What is the best AI API for production?

There is no single best model. GPT-5.4, Claude Sonnet 4.6, Gemini 3.1 Pro, and DeepSeek-V4-Flash each fit different production constraints. Most teams should route by workflow instead of using one model globally.

Which AI API has the best cache pricing?

DeepSeek-V4-Flash has the lowest cache-read input price in this table at $0.0028 per 1M tokens. Anthropic, OpenAI, and Gemini also offer cache-read pricing that can cut repeated input cost sharply.

Does Batch API reduce AI API cost?

Yes for providers that support it. OpenAI says Batch saves 50% on inputs and outputs, Anthropic lists 50% batch rates, and Gemini offers batch or flex pricing for several models. Use batch only when latency can wait.

Why is output price more important than input price?

Output often costs several times more than input. GPT-5.5 output is $30 per 1M tokens, Claude Opus output is $25, and Sonnet output is $15. Long, verbose answers can dominate the bill even with cached input.

Is DeepSeek cheaper than Claude and OpenAI?

Yes on official token pricing in this comparison. DeepSeek-V4-Flash is much cheaper than Claude Sonnet 4.6, Claude Opus 4.7, GPT-5.4, and GPT-5.5. Reliability, compliance, routing, and quality still need testing.

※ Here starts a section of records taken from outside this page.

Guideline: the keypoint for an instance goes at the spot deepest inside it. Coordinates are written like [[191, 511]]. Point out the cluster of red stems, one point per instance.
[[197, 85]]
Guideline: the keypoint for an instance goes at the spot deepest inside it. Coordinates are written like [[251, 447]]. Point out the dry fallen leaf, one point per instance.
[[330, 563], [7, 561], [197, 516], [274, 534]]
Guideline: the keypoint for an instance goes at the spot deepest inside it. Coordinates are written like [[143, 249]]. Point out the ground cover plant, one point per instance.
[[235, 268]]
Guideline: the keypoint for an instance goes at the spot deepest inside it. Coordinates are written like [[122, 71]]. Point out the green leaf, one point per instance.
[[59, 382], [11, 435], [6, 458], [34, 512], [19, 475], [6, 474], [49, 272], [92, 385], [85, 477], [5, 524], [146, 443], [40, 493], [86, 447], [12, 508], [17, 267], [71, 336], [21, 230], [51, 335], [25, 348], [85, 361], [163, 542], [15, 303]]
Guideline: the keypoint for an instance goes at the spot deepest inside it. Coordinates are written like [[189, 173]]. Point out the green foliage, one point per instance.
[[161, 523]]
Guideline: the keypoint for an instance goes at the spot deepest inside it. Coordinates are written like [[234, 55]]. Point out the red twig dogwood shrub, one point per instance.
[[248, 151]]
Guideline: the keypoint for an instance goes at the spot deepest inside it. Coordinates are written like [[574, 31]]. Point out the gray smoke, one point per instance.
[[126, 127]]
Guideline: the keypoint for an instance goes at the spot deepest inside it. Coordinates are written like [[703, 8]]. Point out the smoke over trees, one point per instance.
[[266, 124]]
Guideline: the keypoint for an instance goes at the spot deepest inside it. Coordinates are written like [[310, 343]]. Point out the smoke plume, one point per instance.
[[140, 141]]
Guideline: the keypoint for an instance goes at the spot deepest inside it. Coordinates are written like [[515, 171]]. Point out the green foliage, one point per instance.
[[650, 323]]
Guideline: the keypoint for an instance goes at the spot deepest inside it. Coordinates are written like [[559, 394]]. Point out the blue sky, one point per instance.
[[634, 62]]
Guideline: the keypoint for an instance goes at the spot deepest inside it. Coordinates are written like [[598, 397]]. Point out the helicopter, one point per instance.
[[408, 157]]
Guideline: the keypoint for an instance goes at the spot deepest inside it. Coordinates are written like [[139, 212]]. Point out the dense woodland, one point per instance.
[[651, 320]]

Should I use direct APIs or an LLM API gateway?

Use direct APIs when you need native provider features and direct billing. Use a gateway such as TokenMix.ai when your app needs multiple model families, routing, fallback, and centralized usage tracking.

How often should AI API pricing be updated?

For competitive pricing pages, update weekly or whenever a major provider changes a model, cache rule, batch rate, or context pricing rule. In 2026, stale pricing can become wrong within days.